Çağımızda beslenme, sağlık, güzellik ve temizlik endüstrileri insan sağlığını düşünmekten çok para kazanma amaçlı ürünler çıkararak pazarlıyor. Örneğin yediğimiz yiyeceklere katkı maddeleri katılmazsa bu yiyecekler kısa sürede bayatlar, raf ömrü kısalır. Ucuz kimyasal katkı maddeleri de besin endüstrisi için mükemmeldir. Hem yiyecek 2-3 sene dayanır, çürümez (içinde mikro organizma üreyemez), hem de ucuza mal olur. Böylece birileri paralarına para katarlar. Kozmetiklerse ayrı bir dünya. Elimize bir kozmetiği alıp arkasını okuduğunuzda içindekiler kısmında yazanlardan çoğunu anlamayız. Ama şurası kesindir ki onların çoğu bizim yiyebileceğimiz doğal şeyler değildir. Ben derim ki ağız yoluyla yiyemeyeceğiniz bir kremi vücudunuza sürmeyin. Çünkü cildinize sürdüğünüz şey deriniz tarafından emilir ve hücreleriniz tarafından kullanılır. Yüzünüze sürdüğünüz kremi bir şekilde yemiş olursunuz.

Bu tip konularda ülkemizde henüz pek bilinç yok. Tadı güzel, cildim daha güzel, saçım daha parlak diye alıp kullanıyoruz ama içindekiler kısmını umursamıyoruz. Bu kullandığımız maddelerin mutlaka zararsız olduklarını, zararsız olmasalar zaten piyasada satılamayacaklarını, hatta hatta denetimden falan geçtiklerini zannediyoruz.
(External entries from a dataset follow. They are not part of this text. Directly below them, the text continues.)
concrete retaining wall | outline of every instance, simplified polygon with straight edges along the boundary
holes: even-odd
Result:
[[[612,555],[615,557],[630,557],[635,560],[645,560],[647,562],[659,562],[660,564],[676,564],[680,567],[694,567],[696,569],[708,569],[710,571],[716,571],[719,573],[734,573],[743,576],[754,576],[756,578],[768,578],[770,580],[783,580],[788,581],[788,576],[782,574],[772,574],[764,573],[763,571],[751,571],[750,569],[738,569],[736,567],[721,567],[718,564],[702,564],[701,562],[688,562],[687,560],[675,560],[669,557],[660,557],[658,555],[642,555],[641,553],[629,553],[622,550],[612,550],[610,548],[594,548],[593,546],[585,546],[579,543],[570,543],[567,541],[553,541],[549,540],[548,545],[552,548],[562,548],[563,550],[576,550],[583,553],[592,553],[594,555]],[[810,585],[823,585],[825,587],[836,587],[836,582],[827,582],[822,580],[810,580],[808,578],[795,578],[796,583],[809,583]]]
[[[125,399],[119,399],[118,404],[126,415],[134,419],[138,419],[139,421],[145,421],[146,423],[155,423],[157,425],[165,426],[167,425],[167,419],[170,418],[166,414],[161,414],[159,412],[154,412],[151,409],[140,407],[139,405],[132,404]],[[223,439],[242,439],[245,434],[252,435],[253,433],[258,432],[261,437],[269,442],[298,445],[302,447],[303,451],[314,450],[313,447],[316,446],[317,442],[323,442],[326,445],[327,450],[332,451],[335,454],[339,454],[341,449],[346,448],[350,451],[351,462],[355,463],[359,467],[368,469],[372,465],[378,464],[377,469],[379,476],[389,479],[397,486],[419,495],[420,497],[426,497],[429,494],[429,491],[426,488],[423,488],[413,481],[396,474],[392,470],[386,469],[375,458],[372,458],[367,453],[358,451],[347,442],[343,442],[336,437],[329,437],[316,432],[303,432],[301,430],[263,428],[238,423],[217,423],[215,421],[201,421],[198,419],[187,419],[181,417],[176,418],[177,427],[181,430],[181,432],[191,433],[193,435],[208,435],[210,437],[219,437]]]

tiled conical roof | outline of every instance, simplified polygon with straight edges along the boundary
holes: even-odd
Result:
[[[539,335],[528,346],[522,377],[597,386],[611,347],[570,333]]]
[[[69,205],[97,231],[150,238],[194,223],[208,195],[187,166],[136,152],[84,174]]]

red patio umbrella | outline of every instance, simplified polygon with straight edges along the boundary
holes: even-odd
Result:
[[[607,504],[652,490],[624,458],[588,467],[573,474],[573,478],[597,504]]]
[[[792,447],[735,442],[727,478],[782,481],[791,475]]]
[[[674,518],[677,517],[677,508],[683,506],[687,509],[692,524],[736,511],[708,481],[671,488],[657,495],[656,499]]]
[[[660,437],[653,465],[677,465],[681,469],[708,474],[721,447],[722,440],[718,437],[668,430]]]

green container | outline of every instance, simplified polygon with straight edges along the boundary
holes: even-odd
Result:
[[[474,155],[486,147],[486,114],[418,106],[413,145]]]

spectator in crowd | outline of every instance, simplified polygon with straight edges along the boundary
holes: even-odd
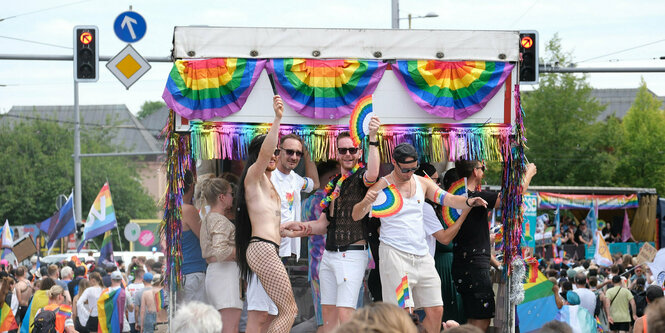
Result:
[[[567,323],[558,320],[552,320],[545,323],[545,325],[540,328],[538,333],[573,333],[573,329]]]
[[[72,299],[72,318],[74,318],[74,328],[76,331],[79,333],[88,333],[89,331],[85,328],[85,324],[88,323],[89,315],[85,311],[79,311],[78,300],[81,298],[83,292],[88,289],[90,282],[88,282],[88,279],[79,279],[78,282],[79,285],[77,286],[77,290],[79,293],[74,296],[74,299]],[[85,304],[83,304],[83,306],[85,306]]]
[[[97,314],[97,301],[102,294],[102,277],[97,272],[90,273],[90,286],[81,294],[76,302],[79,317],[88,317],[85,327],[89,332],[97,332],[99,318]]]
[[[125,291],[127,292],[126,297],[129,300],[132,301],[133,306],[136,306],[136,304],[133,301],[134,296],[136,296],[136,293],[139,290],[144,288],[143,275],[144,275],[143,268],[137,268],[136,270],[134,270],[134,280],[132,281],[132,283],[127,285],[127,288],[125,289]],[[131,310],[127,311],[127,321],[129,322],[129,329],[130,329],[130,332],[132,332],[132,333],[137,332],[137,330],[136,330],[136,316],[134,315],[134,312],[135,311],[134,311],[133,307],[132,307]]]
[[[57,268],[57,266],[56,266]],[[55,311],[55,330],[58,333],[75,333],[74,321],[72,320],[71,313],[67,314],[64,311],[57,311],[65,302],[65,289],[59,285],[54,284],[47,292],[48,305],[39,309],[35,317],[39,316],[42,311]]]
[[[632,319],[637,319],[635,300],[633,294],[622,286],[619,275],[612,277],[612,284],[614,286],[605,293],[605,312],[608,314],[607,320],[610,323],[610,330],[628,332],[630,330],[631,310],[633,313]]]
[[[633,332],[642,333],[645,329],[645,325],[644,325],[645,323],[647,323],[646,328],[648,328],[648,329],[651,328],[648,325],[649,319],[650,319],[649,318],[649,312],[650,312],[649,307],[651,306],[651,304],[654,304],[654,302],[656,302],[656,300],[658,300],[658,299],[660,299],[660,300],[663,299],[663,288],[661,288],[659,286],[655,286],[655,285],[649,286],[647,288],[647,292],[646,292],[646,300],[647,300],[647,304],[648,304],[647,305],[647,310],[646,310],[644,316],[639,317],[635,320],[635,326],[633,327]],[[657,306],[654,306],[654,308],[656,308],[656,307]],[[665,312],[661,312],[660,314],[658,314],[657,311],[653,311],[652,315],[655,315],[656,317],[663,318],[665,316]],[[656,331],[656,332],[665,332],[663,330],[665,330],[665,325],[662,326],[662,330]]]
[[[74,279],[67,283],[67,289],[69,290],[69,295],[76,296],[82,291],[79,290],[79,281],[83,279],[88,272],[87,268],[84,266],[78,266],[74,269]],[[73,300],[72,300],[73,302]]]
[[[577,296],[580,298],[580,305],[593,315],[596,309],[596,295],[593,291],[586,288],[586,284],[586,275],[584,275],[584,273],[577,273],[575,275],[575,285],[577,286],[575,293],[577,293]]]
[[[157,332],[158,326],[163,327],[166,324],[167,315],[164,308],[157,309],[155,295],[157,295],[164,286],[164,280],[160,274],[152,278],[152,288],[147,289],[141,296],[141,331],[143,333]]]
[[[206,301],[205,272],[207,264],[201,256],[201,218],[194,207],[195,180],[190,170],[185,171],[182,195],[182,265],[183,286],[178,290],[178,302]],[[142,283],[141,283],[142,284]]]
[[[192,320],[196,318],[196,320]],[[201,302],[185,303],[176,311],[171,323],[173,333],[219,333],[222,319],[215,308]]]
[[[114,271],[111,275],[111,286],[108,288],[108,292],[112,293],[117,289],[122,288],[123,277],[122,273],[119,270]],[[127,311],[133,311],[134,306],[132,305],[131,299],[125,294],[125,309]],[[123,312],[121,315],[124,317],[122,321],[122,327],[120,328],[122,332],[129,332],[129,321],[127,320],[127,311]]]
[[[28,305],[30,305],[30,299],[34,292],[32,283],[27,278],[28,270],[19,266],[16,269],[16,279],[17,282],[14,285],[14,294],[18,298],[18,313],[17,320],[21,321],[25,317],[26,312],[28,311]]]
[[[660,297],[649,304],[646,316],[648,333],[665,332],[665,298]]]
[[[139,266],[141,267],[141,266]],[[138,269],[138,268],[137,268]],[[134,318],[136,319],[136,325],[134,325],[137,332],[141,331],[141,299],[143,299],[143,292],[152,288],[152,279],[153,275],[150,272],[143,274],[143,288],[138,289],[134,295]]]
[[[582,222],[580,227],[575,232],[575,241],[586,246],[593,245],[593,235],[591,234],[591,230],[587,228],[585,222]]]
[[[67,282],[60,280],[60,269],[57,265],[48,266],[48,277],[50,277],[55,284],[62,287],[65,290],[65,304],[72,304],[72,298],[69,295],[69,289],[67,289]]]
[[[336,333],[416,333],[411,317],[399,306],[376,302],[358,309],[351,320],[342,324]]]

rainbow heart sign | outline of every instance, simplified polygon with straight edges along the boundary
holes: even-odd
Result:
[[[466,193],[466,177],[465,178],[460,178],[458,181],[452,183],[450,185],[450,188],[448,189],[448,193],[454,194],[454,195],[461,195],[461,196],[467,196]],[[443,222],[446,223],[446,226],[450,227],[455,222],[457,222],[457,219],[461,215],[461,210],[448,207],[448,206],[442,206],[442,213],[443,213]]]
[[[374,116],[372,95],[368,95],[358,101],[349,119],[349,134],[356,146],[360,146],[360,143],[369,134],[369,122],[372,120],[372,116]]]
[[[390,184],[379,192],[379,195],[376,197],[376,205],[372,205],[372,217],[389,217],[397,214],[402,209],[404,205],[404,200],[402,200],[402,195],[395,187],[395,184]]]

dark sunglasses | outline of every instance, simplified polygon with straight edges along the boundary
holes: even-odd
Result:
[[[402,171],[402,173],[416,172],[416,170],[418,170],[418,168],[420,167],[420,163],[416,164],[416,166],[413,168],[402,168],[399,164],[400,163],[397,162],[397,166],[399,166],[399,170]]]
[[[337,148],[337,152],[340,155],[346,155],[347,152],[353,155],[358,152],[358,148]]]
[[[284,152],[286,155],[293,156],[296,155],[298,157],[302,157],[302,152],[299,150],[293,150],[293,149],[284,149]]]
[[[475,167],[474,169],[480,169],[480,170],[483,170],[483,172],[485,172],[485,166],[484,166],[484,165],[483,165],[483,166],[479,166],[479,167]]]
[[[279,148],[275,149],[275,151],[272,154],[275,156],[279,156]]]

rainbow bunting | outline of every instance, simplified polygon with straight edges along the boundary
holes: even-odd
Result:
[[[567,323],[573,332],[598,332],[593,315],[581,305],[564,305],[554,319]]]
[[[18,323],[14,317],[12,309],[7,305],[7,303],[2,303],[2,308],[0,308],[0,332],[11,331],[18,328]]]
[[[395,184],[390,184],[386,186],[381,192],[379,192],[376,201],[372,205],[372,212],[370,216],[372,217],[388,217],[397,214],[404,205],[402,200],[402,195],[397,190]]]
[[[535,282],[524,284],[524,300],[517,305],[520,332],[537,332],[543,324],[557,315],[553,286],[540,271]]]
[[[397,297],[397,304],[401,308],[405,308],[406,300],[410,298],[409,296],[409,278],[404,275],[402,282],[395,289],[395,296]]]
[[[245,104],[265,63],[242,58],[176,60],[162,98],[187,119],[226,117]]]
[[[28,310],[25,317],[22,319],[20,333],[30,333],[32,332],[32,323],[35,321],[35,316],[37,316],[37,311],[45,307],[48,304],[48,296],[46,295],[46,290],[37,290],[35,294],[32,295],[32,300],[30,305],[28,305]]]
[[[423,110],[462,120],[485,107],[513,67],[491,61],[398,60],[393,72]]]
[[[158,293],[155,293],[155,308],[157,308],[157,312],[162,311],[164,309],[164,306],[166,303],[164,301],[166,300],[166,293],[164,292],[164,289],[159,289]]]
[[[373,115],[372,95],[361,98],[353,108],[349,118],[349,134],[356,146],[360,146],[362,140],[369,134],[369,122]]]
[[[448,189],[448,193],[465,197],[468,196],[466,193],[466,177],[460,178],[456,182],[452,183]],[[461,215],[461,210],[457,210],[452,207],[441,206],[441,209],[443,212],[443,222],[445,222],[449,227],[455,224]]]
[[[637,194],[591,195],[538,192],[538,209],[589,209],[596,202],[599,210],[637,208]]]
[[[99,319],[99,332],[121,333],[125,313],[125,290],[118,288],[102,291],[97,300],[97,316]]]
[[[529,269],[527,270],[527,281],[529,283],[536,282],[538,278],[538,259],[534,257],[528,257],[524,259],[524,262],[527,264]]]
[[[386,66],[376,60],[287,58],[271,59],[267,69],[284,102],[297,113],[339,119],[374,93]]]

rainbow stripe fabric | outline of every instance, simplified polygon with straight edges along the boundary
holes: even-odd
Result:
[[[7,305],[7,303],[2,303],[2,308],[0,308],[0,332],[11,331],[18,328],[18,323],[14,317],[12,309]]]
[[[125,313],[125,290],[104,289],[97,300],[100,333],[121,333]]]
[[[398,60],[393,72],[423,110],[462,120],[485,107],[513,67],[491,61]]]
[[[164,289],[160,289],[158,293],[155,293],[155,308],[157,309],[157,312],[162,311],[164,309],[164,300],[166,299],[166,293],[164,292]]]
[[[573,332],[597,332],[593,315],[580,305],[564,305],[554,319],[570,325]]]
[[[386,186],[376,198],[375,203],[378,204],[372,205],[372,217],[388,217],[397,214],[397,212],[402,209],[404,205],[404,200],[402,200],[402,195],[397,190],[395,184],[390,184]]]
[[[409,278],[404,275],[402,282],[395,289],[395,296],[397,297],[397,304],[404,308],[406,306],[406,300],[409,299]]]
[[[586,195],[538,192],[538,209],[589,209],[598,203],[599,210],[637,208],[637,194],[631,195]]]
[[[362,140],[369,134],[369,122],[373,115],[372,95],[367,95],[358,101],[349,118],[349,134],[356,147],[360,146]]]
[[[468,196],[466,193],[466,177],[458,179],[456,182],[452,183],[450,185],[450,188],[448,189],[448,193],[454,194],[454,195],[462,195],[462,196]],[[442,213],[443,213],[443,222],[446,223],[447,226],[452,226],[457,222],[457,219],[460,217],[460,211],[452,208],[452,207],[447,207],[442,205]]]
[[[187,119],[226,117],[245,104],[265,63],[242,58],[177,60],[162,98]]]
[[[267,66],[280,96],[297,113],[338,119],[374,93],[387,65],[376,60],[285,58],[271,59]]]
[[[37,290],[32,296],[32,301],[28,305],[28,310],[26,316],[23,318],[21,323],[20,333],[30,333],[32,332],[32,323],[35,321],[35,316],[39,309],[45,307],[48,304],[48,296],[46,295],[46,290]]]
[[[79,244],[78,250],[81,251],[81,248],[83,248],[88,239],[102,235],[117,225],[118,221],[115,218],[111,189],[109,188],[109,183],[106,182],[102,186],[102,189],[99,190],[97,198],[92,203],[92,207],[90,207],[88,219],[83,228],[83,240]]]
[[[520,332],[537,332],[546,322],[554,319],[558,308],[550,282],[538,271],[535,282],[524,284],[524,300],[517,305]]]

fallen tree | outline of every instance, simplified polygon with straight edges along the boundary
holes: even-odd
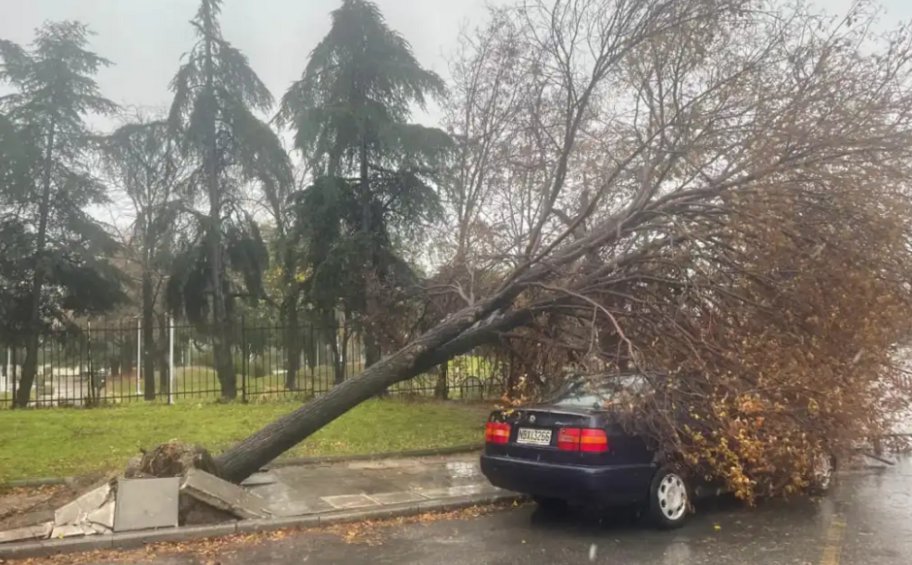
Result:
[[[494,290],[453,280],[462,308],[218,456],[220,474],[240,481],[496,340],[668,375],[630,425],[748,500],[806,487],[816,456],[882,432],[908,400],[891,359],[910,329],[909,34],[875,36],[863,8],[738,1],[500,15],[509,33],[481,44],[503,56],[470,53],[465,75],[497,89],[472,98],[478,119],[510,105],[494,147],[464,159],[490,185],[473,221]]]

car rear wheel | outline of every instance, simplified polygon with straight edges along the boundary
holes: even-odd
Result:
[[[675,469],[662,467],[649,488],[649,518],[663,529],[681,527],[690,509],[690,491],[684,477]]]
[[[543,512],[549,514],[559,514],[567,510],[567,501],[560,498],[551,498],[547,496],[533,496],[532,500],[538,504]]]

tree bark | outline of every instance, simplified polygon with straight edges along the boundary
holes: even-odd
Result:
[[[206,39],[206,88],[213,94],[212,39]],[[219,163],[216,124],[207,124],[207,152],[205,157],[206,183],[209,196],[209,272],[212,291],[213,355],[222,398],[237,398],[237,377],[231,359],[231,324],[225,297],[224,265],[222,262],[222,195],[219,186]]]
[[[364,339],[364,368],[366,369],[380,361],[380,343],[370,328],[364,329],[362,338]]]
[[[155,400],[155,302],[152,273],[143,269],[142,275],[142,373],[143,398]]]
[[[449,362],[442,363],[437,367],[437,371],[437,384],[434,386],[434,398],[437,400],[446,400],[450,395],[450,386],[447,381]]]
[[[32,274],[32,303],[29,314],[28,336],[25,340],[25,363],[22,366],[22,380],[13,401],[14,406],[25,408],[32,394],[32,384],[38,373],[38,334],[41,331],[41,291],[45,279],[45,247],[47,246],[47,225],[51,207],[51,168],[54,156],[56,125],[52,120],[47,136],[44,154],[44,171],[41,186],[41,204],[38,209],[38,239],[35,245],[35,271]]]
[[[297,301],[286,297],[283,305],[285,319],[285,389],[296,390],[301,367],[301,332],[298,327]]]

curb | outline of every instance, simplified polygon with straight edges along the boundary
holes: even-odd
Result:
[[[502,502],[518,502],[524,499],[525,497],[521,494],[503,491],[425,500],[421,502],[391,504],[381,508],[335,510],[322,514],[293,516],[288,518],[240,520],[230,524],[179,526],[176,528],[162,528],[159,530],[141,532],[121,532],[85,538],[27,541],[0,546],[0,560],[47,557],[61,553],[106,549],[134,549],[152,543],[192,541],[229,536],[238,533],[268,532],[291,528],[306,529],[348,522],[360,522],[362,520],[400,518],[426,512],[448,512],[471,506]]]
[[[362,455],[324,455],[318,457],[294,457],[280,459],[265,465],[263,469],[294,467],[302,465],[324,465],[327,463],[345,463],[346,461],[374,461],[377,459],[402,459],[405,457],[433,457],[435,455],[456,455],[471,453],[484,449],[483,443],[456,445],[429,449],[412,449],[406,451],[385,451],[382,453],[365,453]],[[43,487],[48,485],[65,485],[78,477],[41,477],[37,479],[16,479],[0,483],[0,488]]]
[[[76,480],[76,477],[42,477],[39,479],[16,479],[0,483],[0,488],[44,487],[48,485],[65,485]]]

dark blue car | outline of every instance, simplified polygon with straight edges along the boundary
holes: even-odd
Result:
[[[657,526],[679,527],[694,494],[721,489],[691,484],[662,464],[643,438],[618,425],[612,406],[650,389],[641,375],[576,379],[544,404],[495,411],[485,429],[481,470],[495,486],[530,495],[544,508],[638,505]],[[831,462],[821,463],[822,490]]]

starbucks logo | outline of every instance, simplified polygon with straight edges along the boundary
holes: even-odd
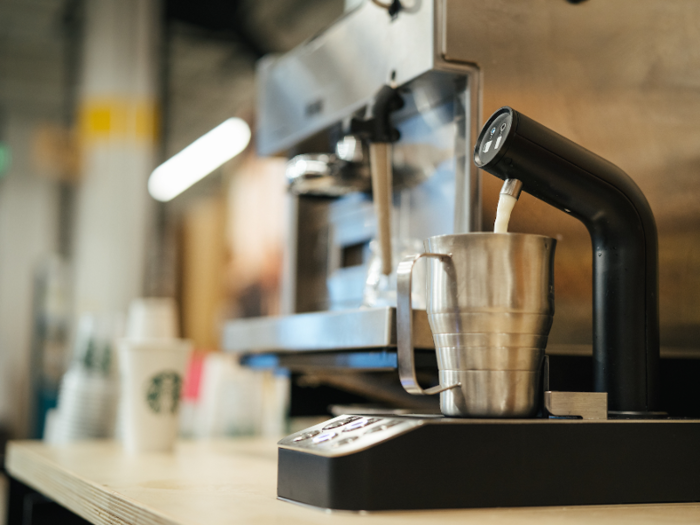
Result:
[[[175,414],[180,402],[182,379],[180,374],[165,371],[156,374],[148,381],[146,402],[156,414]]]

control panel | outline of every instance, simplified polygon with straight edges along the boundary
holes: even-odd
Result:
[[[319,456],[345,456],[423,424],[424,421],[417,418],[343,415],[287,436],[278,445]]]

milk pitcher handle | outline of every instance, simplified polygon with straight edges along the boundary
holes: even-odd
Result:
[[[416,360],[413,352],[413,304],[411,288],[413,287],[413,267],[422,257],[432,257],[452,269],[452,257],[443,253],[421,253],[405,257],[396,269],[396,338],[398,343],[399,379],[409,394],[432,395],[461,386],[422,388],[416,377]],[[448,278],[454,279],[454,272],[448,271]]]

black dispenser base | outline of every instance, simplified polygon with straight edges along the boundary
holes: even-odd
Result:
[[[700,420],[391,416],[323,430],[343,418],[280,441],[280,498],[368,511],[700,501]]]

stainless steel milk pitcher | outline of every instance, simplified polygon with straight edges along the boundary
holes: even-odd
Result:
[[[411,394],[440,393],[447,416],[528,417],[554,315],[556,241],[520,233],[440,235],[397,270],[399,377]],[[427,311],[440,384],[416,378],[412,271],[428,257]]]

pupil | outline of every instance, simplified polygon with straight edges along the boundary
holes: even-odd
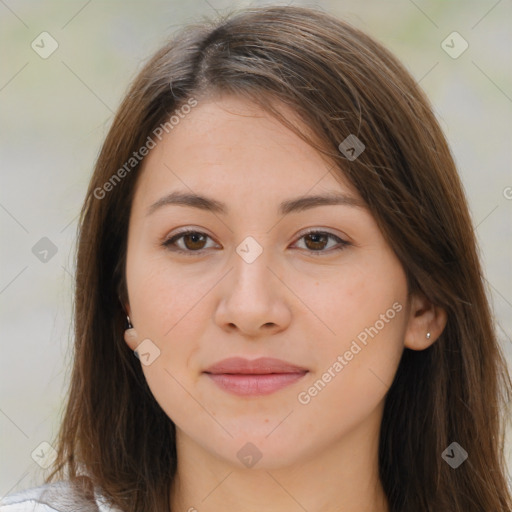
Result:
[[[318,239],[319,239],[319,238],[323,238],[323,239],[325,239],[325,235],[318,234],[318,233],[316,233],[316,234],[315,234],[315,233],[313,233],[313,234],[308,235],[308,236],[310,237],[310,239],[313,239],[313,244],[315,244],[315,248],[317,248],[317,249],[319,248],[319,247],[318,247],[318,245],[316,245],[316,244],[320,244],[320,246],[322,247],[322,242],[319,242],[319,241],[318,241]],[[324,241],[325,241],[325,240],[324,240]],[[320,247],[320,248],[321,248],[321,247]]]
[[[201,238],[202,235],[200,235],[199,233],[192,233],[192,234],[187,235],[187,237],[189,239],[192,239],[192,245],[194,246],[194,244],[198,243],[198,239]]]

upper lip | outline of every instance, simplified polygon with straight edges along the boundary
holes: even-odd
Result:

Reklamlar ve gizli reklam niteliği taşıyan gazete haberleri de bu konularda bizi uyutmaya devam ediyorlar. Kronik alerjiler, sinüzit, kepek, cilt bozuklukları, astım, depresyon, kabızlık, kemik erimesi, hormonal bozukluklar, kısırlık, kanser ve daha niceleri. Bugün görülme sıklığı artmakta olan pek çok hastalığın birincil sebebi farkında olmadan tükettiğimiz kimyasallardır. Gazetelerde yazdığı gibi hareketsiz yaşam ve stress faktörleri ise aslında ikincil sebeplerdir. Bu kozmetiklerde kullanılan kimyasallar ülkemizde ve ABD'de (bu kısım senin için Başak:)) denetimden geçmezler. Tarım ve hayvancılıkta da hormon ve zararlı kimyasal kullanımına Türkiye ve ABD'de büyük oranda izin verilmektedir.